For HTTP authentication, there are ARequestInfo.UserName and ARequestInfo.Password properties available. If not valid, send an appropriate 401 response back to the client (if you set the AResponseInfo.AuthRealm property to a non-blank string, TIdHTTPServer will send a 401 response for you). By default, TIdHTTPServer only supports BASIC authentication. If you want to support other authentication schemes, you will have to use the TIdHTTPServer.OnParseAuthentication event, and send the 401 reply manually so you can send back appropriate WWW-Authenticate headers. Either way, if the client is validated, you can use HTTP sessions to keep the client logged in between requests. The AResponseInfo.Session and AResponseInfo.Session properties point at the current session. If TIdHTTPServer.AutoStartSession is true (it is false by default), TIdHTTPServer creates new sessions automatically. Otherwise, you can call TIdHTTPServer.CreateSession() yourself when needed. TIdHTTPSession has a Content property that you can store session-specific data in. Or you can derive a new class from TIdHTTPSession and then use the TIdHTTPServer.OnCreateSession event to create instances of that class.
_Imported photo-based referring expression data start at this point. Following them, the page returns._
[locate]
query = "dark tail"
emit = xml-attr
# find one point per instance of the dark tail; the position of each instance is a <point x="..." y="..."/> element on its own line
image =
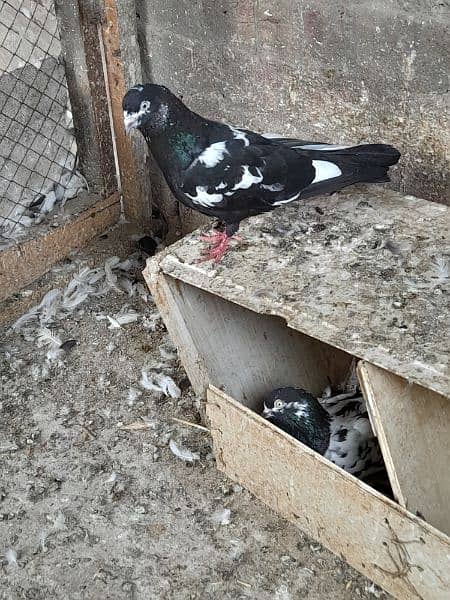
<point x="368" y="163"/>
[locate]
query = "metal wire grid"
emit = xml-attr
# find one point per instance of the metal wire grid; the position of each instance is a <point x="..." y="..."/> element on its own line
<point x="37" y="146"/>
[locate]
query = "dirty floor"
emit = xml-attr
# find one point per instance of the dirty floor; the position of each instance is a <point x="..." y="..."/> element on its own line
<point x="94" y="504"/>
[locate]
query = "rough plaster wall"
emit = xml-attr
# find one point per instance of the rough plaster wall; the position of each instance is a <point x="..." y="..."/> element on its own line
<point x="341" y="72"/>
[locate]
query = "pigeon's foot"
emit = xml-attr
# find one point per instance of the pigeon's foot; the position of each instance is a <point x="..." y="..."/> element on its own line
<point x="219" y="243"/>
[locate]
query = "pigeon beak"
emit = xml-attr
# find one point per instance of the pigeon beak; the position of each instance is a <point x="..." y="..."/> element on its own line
<point x="130" y="121"/>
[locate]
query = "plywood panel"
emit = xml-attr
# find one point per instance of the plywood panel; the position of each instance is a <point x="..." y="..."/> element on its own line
<point x="238" y="350"/>
<point x="413" y="428"/>
<point x="366" y="276"/>
<point x="407" y="557"/>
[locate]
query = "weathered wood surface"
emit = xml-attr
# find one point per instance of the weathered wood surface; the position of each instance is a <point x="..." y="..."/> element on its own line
<point x="24" y="262"/>
<point x="412" y="425"/>
<point x="122" y="67"/>
<point x="78" y="23"/>
<point x="240" y="351"/>
<point x="407" y="557"/>
<point x="366" y="276"/>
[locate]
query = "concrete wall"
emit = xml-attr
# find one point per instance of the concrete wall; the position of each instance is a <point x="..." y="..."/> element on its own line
<point x="342" y="72"/>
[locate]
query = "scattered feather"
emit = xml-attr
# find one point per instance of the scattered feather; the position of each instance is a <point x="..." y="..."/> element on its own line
<point x="222" y="516"/>
<point x="167" y="354"/>
<point x="441" y="268"/>
<point x="11" y="558"/>
<point x="183" y="453"/>
<point x="111" y="278"/>
<point x="68" y="345"/>
<point x="169" y="387"/>
<point x="136" y="426"/>
<point x="112" y="478"/>
<point x="47" y="337"/>
<point x="133" y="395"/>
<point x="122" y="318"/>
<point x="158" y="382"/>
<point x="59" y="522"/>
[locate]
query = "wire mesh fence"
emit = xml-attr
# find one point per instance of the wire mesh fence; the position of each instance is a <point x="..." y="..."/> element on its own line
<point x="38" y="151"/>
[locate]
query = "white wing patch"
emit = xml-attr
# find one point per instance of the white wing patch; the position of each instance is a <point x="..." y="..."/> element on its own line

For HTML authentication, you have two choices, depending on how you configure your HTML:

  1. if your HTML <form> tag does not have an enctype attribute, or it is set to application/x-www-webform-urlencoded , TIdHTTPServer will store the raw webform data in the ARequestInfo.FormParams property, and if TIdHTTPServer.ParseParams is true (which it is by default), the data will also be parsed into the ARequestInfo.Params property for you.

  2. if your HTML <form> tag has an enctype attribute set to multipart/form-data , you will have to parse the content of the ARequestInfo.PostStream manually, as TIdHTTPServer does not yet parse that data for you (examples have been posted many times before on many different forums on how to parse that data manually using Indy's TIdMessageDecoderMIME class). By default, ARequestInfo.PostStream points at a TMemoryStream object. You can use the TIdHTTPServer.OnCreatePostStream event to create an instance of a different TStream -derived class, if desired.

main problem, connection must be secure, so SSL encryption is needed, how to implement it?

Before activating the server:

  1. assign a TIdServerIOHandlerSSLBase -derived component, such as TIdServerIOHandlerSSLOpenSSL , to the TIdHTTPServer.IOHandler property and configure it as needed (certificate, peer validation, SSL version(s), etc). In the case of OpenSSL, you will have to deploy the 2 OpenSSL library binaries libeay32.dll and ssleay32.dll (or non-Windows platform equivalents) with your app if they are not already pre-installed on the target OS, or if you want to ensure your app uses a specific version of OpenSSL. At this time, OpenSSL is the only encryption that Indy supports natively, but there are third-party solutions available that are compatible with Indy, such as EldoS SecureBlackbox .

  2. fill in the TIdHTTPServer.Binding property with a binding for your desired HTTPS port (443 is the default HTTPS port). Typically you should create 2 bindings, one for HTTP port 80 and one for HTTPS port 443. Inside your OnCommand... handlers, if you receive a request that requires SSL/TLS encryption, you can check the port that the request was made on ( AContext.Binding.Port ) and if not HTTPS then redirect ( AResponseInfo.Redirect() ) the client to retry the request on the HTTPS port.

  3. assign a handler to the TIdHTTPServer.OnQuerySSLPort event and have it set its VUseSSL parameter to True when its APort parameter matches your HTTPS port. UPDATE starting with SVN rev 5461, an OnQuerySSLPort handler is no longer needed if your only HTTPS port is 443.